9.15am – bags loaded onto our lorry, and we entered our race pen.
This is my favourite part of any race – penned in with other nervous, excited runners, making new friends, sharing stories whilst the clock slowly ticks down. I met a wonderful lady who had experienced four miscarriages, running for a charity that has supported her through the years. It’s hard not to blub when meeting such amazing people.
...Major Tim Peake counted us down from the Space Station, and we slowly shuffled towards the start line.
Our plan was to run it in 4 hrs 20 mins, hitting a constant 6.15 mins per KM pace. We were surprised to find that once we crossed the line at 10.16am, we were able to get straight into this pace, and were not hampered by the thousands of runners around us slowing us down.
I wrongly thought the first 5 miles would be uninspiring – how wrong I was. It was an immediate sign of what was to come – 26 miles of frenzied support. Awe inspiring.
I read an American runners blog today, saying that any reputation Brits have for being shy and reserved are totally undeserved...
...there was probably 100,000 people along the route, and those guys rocked our worlds. Names being shouted, high fives, drinks, sweets, it was so humbling. We felt like we were having our 15 minutes of fame, and after all their efforts on a cold day, the least we could do was run!
Then at 3 miles, by sheer fluke, I ran within a metre of my family who were in a place I wasn’t expecting. The rush of that chance meeting propelled me to the Cutty Sark, where the noise levels rose even higher, and then on to Tower Bridge, where it was deafening.
At mile 15, running through a tunnel, for some reason I decided to look up at the people 50 feet above me – and there were my family again! Then I saw them at 18 miles, such a welcome boost when you are starting to run out of energy.
I can’t say I hit the wall - I was treating myself to energy gels, jelly beans, and Bounty Bars every 5 miles, so this kept me going.
The race really starts at 20 miles however – your body has spent all its energy, so then it’s all down to determination, and running for your personal cause – having been involved with fostering and now advocacy, the brave young people we all try to help kept me moving to the finish line.

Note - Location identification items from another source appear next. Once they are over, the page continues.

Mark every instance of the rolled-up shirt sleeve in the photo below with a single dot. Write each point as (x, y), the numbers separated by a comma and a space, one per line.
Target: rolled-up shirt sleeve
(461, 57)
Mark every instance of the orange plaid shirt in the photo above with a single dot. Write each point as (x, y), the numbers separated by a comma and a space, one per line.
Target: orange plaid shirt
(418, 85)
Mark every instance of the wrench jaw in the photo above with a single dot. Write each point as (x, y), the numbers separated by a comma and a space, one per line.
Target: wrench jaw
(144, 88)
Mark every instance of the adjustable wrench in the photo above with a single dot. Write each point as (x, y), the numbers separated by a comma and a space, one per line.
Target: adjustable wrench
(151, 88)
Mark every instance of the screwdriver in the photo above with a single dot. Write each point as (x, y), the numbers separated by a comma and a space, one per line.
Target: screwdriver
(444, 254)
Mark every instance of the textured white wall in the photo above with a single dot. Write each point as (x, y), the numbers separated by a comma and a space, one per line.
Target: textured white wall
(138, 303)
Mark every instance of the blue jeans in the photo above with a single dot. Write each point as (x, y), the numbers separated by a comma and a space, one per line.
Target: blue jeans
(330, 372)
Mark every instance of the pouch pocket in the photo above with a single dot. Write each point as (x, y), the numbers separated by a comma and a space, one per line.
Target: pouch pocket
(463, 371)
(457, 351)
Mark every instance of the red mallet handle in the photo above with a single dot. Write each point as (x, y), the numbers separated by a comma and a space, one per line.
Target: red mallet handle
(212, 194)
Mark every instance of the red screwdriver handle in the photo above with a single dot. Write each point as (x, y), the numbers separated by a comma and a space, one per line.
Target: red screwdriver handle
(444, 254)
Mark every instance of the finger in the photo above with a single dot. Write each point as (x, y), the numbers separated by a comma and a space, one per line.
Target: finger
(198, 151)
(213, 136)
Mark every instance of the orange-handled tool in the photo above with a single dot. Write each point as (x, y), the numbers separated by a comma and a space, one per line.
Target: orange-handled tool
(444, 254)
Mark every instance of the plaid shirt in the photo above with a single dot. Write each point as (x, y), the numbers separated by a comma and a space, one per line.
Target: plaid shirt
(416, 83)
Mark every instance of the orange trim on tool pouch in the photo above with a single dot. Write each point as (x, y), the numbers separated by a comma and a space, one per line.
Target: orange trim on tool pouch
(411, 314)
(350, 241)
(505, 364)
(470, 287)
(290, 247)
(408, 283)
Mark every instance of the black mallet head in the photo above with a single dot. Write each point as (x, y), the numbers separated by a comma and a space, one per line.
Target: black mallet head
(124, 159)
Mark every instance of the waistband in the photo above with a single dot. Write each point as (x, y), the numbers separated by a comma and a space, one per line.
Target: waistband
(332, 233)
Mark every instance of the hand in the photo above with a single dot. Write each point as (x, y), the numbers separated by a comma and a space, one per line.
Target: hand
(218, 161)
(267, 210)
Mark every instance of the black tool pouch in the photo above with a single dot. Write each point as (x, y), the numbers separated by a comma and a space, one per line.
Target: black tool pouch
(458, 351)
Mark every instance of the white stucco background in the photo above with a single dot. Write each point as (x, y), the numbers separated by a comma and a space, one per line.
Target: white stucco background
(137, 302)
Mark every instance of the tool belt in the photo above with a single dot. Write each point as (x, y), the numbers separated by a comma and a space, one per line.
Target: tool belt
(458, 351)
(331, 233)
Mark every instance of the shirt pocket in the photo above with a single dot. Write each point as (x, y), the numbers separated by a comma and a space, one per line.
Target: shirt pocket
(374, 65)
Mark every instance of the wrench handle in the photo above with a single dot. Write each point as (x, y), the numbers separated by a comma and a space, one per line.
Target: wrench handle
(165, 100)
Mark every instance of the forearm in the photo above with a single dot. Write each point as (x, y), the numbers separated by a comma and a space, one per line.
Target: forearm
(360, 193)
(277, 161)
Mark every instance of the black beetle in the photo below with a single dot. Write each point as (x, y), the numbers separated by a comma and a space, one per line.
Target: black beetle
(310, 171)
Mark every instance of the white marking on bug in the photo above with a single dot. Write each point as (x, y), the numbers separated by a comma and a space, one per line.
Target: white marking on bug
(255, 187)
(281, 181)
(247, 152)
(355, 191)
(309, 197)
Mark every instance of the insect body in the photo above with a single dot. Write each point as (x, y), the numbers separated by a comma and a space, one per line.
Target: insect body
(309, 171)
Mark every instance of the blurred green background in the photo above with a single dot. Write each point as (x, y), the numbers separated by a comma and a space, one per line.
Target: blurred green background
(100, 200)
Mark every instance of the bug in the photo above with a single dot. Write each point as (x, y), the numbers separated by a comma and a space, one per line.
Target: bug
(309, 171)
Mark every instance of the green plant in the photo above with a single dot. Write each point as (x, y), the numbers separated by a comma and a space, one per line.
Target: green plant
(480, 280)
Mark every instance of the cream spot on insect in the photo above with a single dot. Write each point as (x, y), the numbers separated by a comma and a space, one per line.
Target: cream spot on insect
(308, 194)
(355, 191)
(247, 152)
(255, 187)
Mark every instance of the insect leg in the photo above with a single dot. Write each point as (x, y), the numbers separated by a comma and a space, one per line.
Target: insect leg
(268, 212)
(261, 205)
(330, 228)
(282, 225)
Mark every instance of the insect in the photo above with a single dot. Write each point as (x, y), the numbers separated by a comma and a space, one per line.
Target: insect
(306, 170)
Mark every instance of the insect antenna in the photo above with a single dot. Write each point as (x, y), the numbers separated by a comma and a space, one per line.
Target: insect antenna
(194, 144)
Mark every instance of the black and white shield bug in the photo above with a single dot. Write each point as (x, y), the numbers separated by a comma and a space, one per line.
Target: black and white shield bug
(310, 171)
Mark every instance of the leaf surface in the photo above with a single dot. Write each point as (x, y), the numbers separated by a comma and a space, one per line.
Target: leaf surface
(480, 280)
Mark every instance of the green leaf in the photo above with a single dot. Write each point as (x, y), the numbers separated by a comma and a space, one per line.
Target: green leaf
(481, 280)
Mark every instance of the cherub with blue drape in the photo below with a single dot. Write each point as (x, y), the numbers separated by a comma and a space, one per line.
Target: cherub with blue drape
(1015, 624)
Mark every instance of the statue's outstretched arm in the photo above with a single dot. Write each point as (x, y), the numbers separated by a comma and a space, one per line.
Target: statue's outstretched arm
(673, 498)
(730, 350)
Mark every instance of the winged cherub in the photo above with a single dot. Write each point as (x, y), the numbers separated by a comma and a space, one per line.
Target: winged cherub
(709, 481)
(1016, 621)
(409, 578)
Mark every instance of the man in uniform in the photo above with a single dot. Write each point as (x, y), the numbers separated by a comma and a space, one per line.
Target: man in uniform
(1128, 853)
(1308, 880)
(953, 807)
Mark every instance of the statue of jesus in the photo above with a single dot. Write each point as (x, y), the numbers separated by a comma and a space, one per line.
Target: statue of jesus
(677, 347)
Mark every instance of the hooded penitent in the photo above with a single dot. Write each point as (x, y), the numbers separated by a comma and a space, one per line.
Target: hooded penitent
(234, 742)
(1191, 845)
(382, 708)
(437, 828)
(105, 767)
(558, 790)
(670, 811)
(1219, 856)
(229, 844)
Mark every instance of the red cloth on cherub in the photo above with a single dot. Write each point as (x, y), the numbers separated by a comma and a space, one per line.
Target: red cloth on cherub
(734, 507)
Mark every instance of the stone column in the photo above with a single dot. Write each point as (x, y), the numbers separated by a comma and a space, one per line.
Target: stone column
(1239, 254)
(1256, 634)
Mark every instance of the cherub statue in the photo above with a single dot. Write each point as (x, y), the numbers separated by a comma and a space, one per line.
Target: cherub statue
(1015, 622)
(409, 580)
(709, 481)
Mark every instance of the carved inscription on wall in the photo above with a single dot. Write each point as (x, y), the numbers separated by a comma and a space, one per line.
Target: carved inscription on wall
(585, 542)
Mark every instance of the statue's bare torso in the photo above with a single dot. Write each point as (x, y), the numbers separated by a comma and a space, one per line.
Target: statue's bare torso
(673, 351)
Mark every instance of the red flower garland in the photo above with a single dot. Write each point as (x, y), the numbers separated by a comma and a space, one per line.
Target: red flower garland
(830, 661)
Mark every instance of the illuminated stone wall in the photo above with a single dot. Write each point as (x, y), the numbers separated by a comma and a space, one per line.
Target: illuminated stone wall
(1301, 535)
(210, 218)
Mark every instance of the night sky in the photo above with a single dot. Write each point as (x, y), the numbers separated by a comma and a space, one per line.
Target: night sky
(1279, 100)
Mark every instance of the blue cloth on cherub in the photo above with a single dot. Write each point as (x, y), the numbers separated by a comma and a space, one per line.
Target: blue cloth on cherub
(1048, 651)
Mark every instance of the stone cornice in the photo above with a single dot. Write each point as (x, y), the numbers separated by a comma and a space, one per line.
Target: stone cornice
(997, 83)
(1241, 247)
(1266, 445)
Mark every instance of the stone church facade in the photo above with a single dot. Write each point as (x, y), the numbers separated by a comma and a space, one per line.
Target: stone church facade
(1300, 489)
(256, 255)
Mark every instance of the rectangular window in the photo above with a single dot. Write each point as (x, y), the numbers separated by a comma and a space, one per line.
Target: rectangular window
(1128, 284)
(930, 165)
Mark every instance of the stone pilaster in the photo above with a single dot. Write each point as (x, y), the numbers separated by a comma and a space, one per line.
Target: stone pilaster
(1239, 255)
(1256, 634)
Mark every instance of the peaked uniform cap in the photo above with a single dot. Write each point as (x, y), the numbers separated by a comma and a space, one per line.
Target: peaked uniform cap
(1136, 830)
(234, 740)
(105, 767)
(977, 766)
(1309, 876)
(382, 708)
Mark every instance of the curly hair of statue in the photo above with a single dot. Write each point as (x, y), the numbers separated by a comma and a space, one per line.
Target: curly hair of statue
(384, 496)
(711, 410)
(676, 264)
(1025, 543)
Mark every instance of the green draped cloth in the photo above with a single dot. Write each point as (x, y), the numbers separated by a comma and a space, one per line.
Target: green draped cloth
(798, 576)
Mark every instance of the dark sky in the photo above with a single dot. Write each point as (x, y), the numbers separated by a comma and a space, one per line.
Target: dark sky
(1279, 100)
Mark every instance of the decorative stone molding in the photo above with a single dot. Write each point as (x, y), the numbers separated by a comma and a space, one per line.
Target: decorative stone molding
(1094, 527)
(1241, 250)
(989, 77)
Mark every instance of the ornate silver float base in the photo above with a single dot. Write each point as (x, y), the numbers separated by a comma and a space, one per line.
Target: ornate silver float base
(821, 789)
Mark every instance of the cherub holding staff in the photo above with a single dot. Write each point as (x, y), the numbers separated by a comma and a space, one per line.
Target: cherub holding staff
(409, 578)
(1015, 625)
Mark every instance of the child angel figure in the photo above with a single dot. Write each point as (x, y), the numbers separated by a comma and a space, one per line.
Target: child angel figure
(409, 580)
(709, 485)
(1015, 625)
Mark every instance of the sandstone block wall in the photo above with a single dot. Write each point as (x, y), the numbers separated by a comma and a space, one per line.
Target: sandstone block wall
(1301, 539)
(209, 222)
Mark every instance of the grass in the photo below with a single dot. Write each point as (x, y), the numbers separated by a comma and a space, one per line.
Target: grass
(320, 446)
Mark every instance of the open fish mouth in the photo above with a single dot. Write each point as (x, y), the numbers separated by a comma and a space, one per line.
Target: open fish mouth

Those last 6 miles seem like another 20. The crowds however know this, and scream you home. Mile 25, The Mall in sight, the finish behind the fountain, and suddenly it was over. Chris and I crossed the line together, having ran toe-for-toe the whole way round (having prior agreed we wouldn't do this !!) – in 4 hours 24 mins, a time we were both pleased with.
Medal, photos, goody bag, pick up your kit bag from the lorry, and stagger to the meeting points on seized up legs and with stomach cramps from the high energy garbage consumed for the 4 hours prior – I’d forgotten the difficulties of stopping running, and was being over ambitious in prior plans to go out for a few beers after. Home beckoned, we hobbled to the train and got home around 7.30pm, what a day!
One of the best experiences and days of my life, my ears were ringing from the noise for the whole of the following day.
The bleeding nipples, lost toenail, blood-in-wee, blisters, calf injury, sleep deprivation, dieting and alcohol avoidance were all worth it – if you've ever thought you would do it one day, DO IT NOW.
Be one of the 1% of people to do a marathon.
Thank you everyone. Thanks to everyone who sponsored me, especially Maplesden Noakes School. Thank you to everyone who asked me how my training was going, and had to endure an answer that was probably 15 minutes longer than you expected. Thank you to everyone who read my rambling blogs, and thank you to YLF for giving me the opportunity.